Before it was 900 Broken Sound, it was part of a complex known as the Arvida Park of Commerce, one of the first business parks in Boca Raton, built in 1978. The 700-acre park is now known as the Park at Broken Sound, which is zoned LIRP (light industrial research park) with a PMD overlay. While the underlying industrial zoning still exists, developers can seek approvals for flexible uses allowed by the transit-oriented designation.
Because of the PMD, 980 apartments are under construction at the Park at Broken Sound, and with the office parks, less traffic is expected.
They include:
- The Altman Companies’ 398-unit Altis
- On the same parcel as Altis, Schmier and Feurring is a developing a 64,000-square-foot retail center called Park Place.

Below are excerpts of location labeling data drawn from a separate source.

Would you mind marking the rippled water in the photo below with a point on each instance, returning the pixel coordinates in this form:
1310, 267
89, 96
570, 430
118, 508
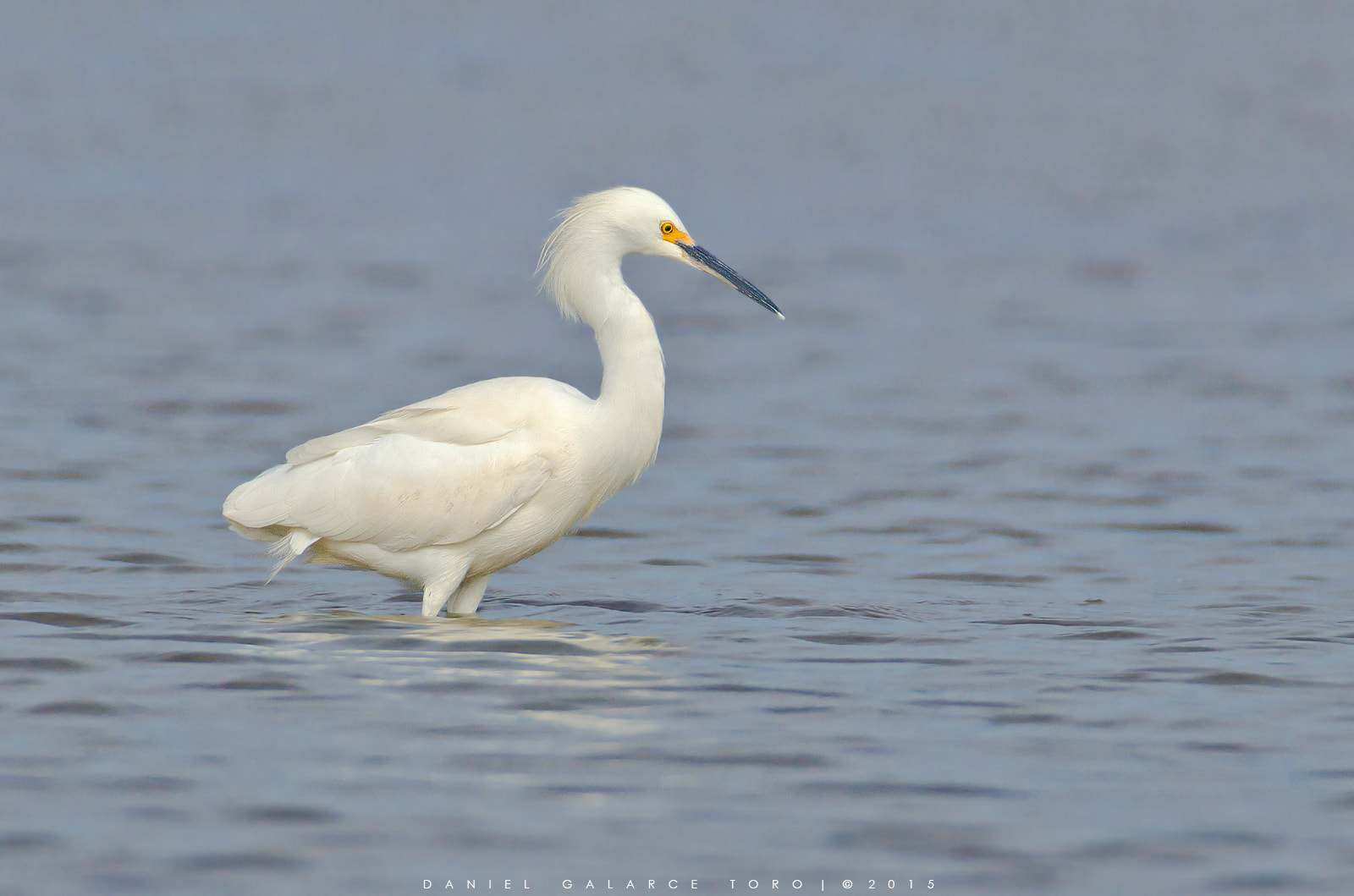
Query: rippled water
1015, 559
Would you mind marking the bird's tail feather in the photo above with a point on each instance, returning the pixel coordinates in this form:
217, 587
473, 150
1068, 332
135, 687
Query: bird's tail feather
289, 547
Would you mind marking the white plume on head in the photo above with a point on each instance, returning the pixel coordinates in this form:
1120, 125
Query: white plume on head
597, 229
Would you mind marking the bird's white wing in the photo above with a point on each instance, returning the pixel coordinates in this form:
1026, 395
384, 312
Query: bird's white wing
396, 490
471, 415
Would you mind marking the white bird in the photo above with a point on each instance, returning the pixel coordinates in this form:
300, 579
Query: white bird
447, 492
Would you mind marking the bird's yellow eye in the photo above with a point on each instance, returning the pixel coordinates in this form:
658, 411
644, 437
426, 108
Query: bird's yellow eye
672, 233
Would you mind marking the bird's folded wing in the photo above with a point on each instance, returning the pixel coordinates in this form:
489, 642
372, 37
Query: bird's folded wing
430, 424
396, 490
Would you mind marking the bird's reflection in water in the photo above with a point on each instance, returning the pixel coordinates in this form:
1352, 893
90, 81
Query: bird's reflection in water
537, 668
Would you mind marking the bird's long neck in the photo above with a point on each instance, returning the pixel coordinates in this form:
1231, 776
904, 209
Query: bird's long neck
631, 399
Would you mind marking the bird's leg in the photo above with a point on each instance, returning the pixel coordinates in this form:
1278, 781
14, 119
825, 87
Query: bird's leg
467, 596
437, 595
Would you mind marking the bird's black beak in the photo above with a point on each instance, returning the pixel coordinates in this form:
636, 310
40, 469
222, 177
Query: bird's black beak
702, 259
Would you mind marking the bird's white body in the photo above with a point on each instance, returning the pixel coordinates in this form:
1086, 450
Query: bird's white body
447, 492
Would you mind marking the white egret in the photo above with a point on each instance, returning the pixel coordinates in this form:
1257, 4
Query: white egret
447, 492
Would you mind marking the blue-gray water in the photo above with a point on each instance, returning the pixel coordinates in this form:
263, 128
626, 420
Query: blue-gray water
1017, 559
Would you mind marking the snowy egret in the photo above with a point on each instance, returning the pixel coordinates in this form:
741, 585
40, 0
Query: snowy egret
447, 492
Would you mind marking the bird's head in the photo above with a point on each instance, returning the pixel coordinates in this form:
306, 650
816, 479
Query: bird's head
631, 221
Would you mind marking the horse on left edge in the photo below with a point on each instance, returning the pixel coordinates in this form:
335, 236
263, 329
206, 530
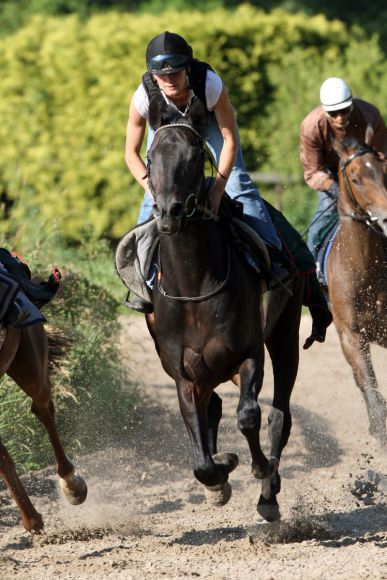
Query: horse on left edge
25, 357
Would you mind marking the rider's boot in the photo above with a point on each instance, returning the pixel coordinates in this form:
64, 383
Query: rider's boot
14, 316
316, 300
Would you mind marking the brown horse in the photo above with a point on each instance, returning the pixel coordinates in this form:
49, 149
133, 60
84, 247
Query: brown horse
24, 356
357, 269
208, 324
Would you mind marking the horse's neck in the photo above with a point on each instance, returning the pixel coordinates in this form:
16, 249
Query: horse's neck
194, 259
361, 242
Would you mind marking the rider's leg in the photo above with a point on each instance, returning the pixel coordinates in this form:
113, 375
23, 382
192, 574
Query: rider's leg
322, 218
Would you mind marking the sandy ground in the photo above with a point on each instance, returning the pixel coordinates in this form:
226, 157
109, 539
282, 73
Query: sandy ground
146, 516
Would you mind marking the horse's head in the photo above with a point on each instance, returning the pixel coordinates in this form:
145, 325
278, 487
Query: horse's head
361, 176
176, 163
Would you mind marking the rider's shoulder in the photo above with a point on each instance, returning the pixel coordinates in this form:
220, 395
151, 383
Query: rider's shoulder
314, 120
366, 107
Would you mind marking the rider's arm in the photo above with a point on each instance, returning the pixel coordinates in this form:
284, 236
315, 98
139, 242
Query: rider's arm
135, 132
225, 117
316, 175
379, 141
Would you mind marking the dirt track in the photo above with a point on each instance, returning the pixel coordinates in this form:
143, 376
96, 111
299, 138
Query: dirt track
146, 517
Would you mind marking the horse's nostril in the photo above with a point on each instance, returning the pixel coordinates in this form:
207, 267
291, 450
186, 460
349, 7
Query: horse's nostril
176, 210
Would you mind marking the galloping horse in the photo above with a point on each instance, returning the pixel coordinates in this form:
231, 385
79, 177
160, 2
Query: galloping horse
357, 269
208, 324
24, 356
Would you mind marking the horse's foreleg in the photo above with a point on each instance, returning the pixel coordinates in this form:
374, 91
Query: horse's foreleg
249, 413
193, 403
283, 347
357, 352
72, 485
32, 520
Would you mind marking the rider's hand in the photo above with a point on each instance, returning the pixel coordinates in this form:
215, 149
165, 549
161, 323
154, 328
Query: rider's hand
334, 190
215, 195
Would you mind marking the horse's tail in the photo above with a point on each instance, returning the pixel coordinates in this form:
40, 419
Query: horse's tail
58, 346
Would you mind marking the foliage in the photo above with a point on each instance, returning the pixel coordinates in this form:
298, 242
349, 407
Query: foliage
67, 86
93, 396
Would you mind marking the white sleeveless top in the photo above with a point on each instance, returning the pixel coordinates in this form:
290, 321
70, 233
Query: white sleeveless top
213, 89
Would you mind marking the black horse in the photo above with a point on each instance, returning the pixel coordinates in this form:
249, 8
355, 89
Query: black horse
208, 324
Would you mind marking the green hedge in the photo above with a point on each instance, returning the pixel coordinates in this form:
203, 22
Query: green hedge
66, 86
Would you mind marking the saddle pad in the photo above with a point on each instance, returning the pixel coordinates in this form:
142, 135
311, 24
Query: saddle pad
134, 257
135, 254
256, 243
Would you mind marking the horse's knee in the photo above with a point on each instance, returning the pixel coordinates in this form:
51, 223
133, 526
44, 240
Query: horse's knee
215, 408
249, 416
43, 410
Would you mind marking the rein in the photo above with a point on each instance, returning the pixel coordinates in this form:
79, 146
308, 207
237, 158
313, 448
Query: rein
360, 215
194, 202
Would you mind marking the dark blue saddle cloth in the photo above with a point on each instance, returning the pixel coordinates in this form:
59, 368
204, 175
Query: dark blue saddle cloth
40, 293
323, 252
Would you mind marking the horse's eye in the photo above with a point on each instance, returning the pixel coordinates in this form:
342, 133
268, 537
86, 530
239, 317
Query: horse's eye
356, 180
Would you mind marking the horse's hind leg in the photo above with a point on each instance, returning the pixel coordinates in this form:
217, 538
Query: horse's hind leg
72, 484
29, 370
249, 413
32, 520
357, 352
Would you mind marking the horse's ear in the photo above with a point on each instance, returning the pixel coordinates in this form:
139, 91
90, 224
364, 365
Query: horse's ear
197, 115
369, 135
338, 147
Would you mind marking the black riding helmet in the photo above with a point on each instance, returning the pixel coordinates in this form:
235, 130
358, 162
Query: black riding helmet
168, 53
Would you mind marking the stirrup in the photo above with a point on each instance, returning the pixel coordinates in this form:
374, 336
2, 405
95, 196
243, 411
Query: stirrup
14, 316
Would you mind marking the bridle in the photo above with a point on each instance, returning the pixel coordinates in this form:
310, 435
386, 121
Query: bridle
359, 215
196, 207
196, 204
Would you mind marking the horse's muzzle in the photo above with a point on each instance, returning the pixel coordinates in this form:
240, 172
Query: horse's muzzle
169, 220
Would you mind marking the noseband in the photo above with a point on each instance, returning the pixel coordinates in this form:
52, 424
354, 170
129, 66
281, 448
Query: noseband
194, 201
359, 215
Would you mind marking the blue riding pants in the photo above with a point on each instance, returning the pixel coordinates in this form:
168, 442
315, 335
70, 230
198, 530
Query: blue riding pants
239, 186
326, 208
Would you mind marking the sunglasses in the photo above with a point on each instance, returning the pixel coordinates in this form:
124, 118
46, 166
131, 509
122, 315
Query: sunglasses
161, 61
345, 111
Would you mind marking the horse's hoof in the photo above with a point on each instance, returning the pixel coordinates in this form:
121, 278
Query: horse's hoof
218, 495
263, 472
74, 488
34, 525
229, 460
268, 509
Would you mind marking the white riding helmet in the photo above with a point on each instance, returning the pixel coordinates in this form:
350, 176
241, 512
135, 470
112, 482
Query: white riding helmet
335, 94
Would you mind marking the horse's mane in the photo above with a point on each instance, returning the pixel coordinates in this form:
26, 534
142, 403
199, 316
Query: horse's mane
353, 143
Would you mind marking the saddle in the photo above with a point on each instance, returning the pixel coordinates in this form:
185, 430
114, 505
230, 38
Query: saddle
136, 252
17, 271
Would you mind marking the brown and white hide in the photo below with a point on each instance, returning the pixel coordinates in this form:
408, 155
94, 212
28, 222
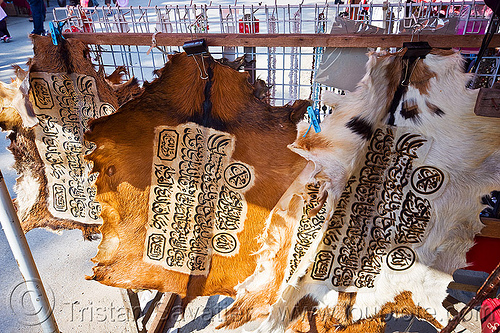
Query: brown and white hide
401, 204
173, 219
46, 121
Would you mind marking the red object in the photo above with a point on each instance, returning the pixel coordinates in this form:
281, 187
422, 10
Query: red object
248, 27
484, 255
490, 315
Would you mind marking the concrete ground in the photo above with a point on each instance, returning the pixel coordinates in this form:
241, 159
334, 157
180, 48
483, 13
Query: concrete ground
63, 260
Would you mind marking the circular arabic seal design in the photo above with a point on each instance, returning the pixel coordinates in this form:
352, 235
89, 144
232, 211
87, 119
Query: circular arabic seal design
224, 243
427, 180
401, 258
237, 175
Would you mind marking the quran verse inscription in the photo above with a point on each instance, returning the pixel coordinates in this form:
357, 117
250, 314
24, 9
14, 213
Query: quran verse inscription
196, 202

- Allure Boca Raton is being developed by James A. Danburg, Jimmy Tate and Sergio Rok and will have 282-units.
- CC Residential will have 370 units at the 850 Boca development. Phase I of 850 Boca is expected to be delivered next week, Keith O’Donnell, principal, capital markets group at Avison Young in Boca Raton told TRD.
“These companies sometimes bring in employees from out of state to work on short-term projects, so they need alternative housing sources,” Bonnie Miskel, land use attorney and partner at Boca Raton-based Dunay, Miskel and Backman, told TRD.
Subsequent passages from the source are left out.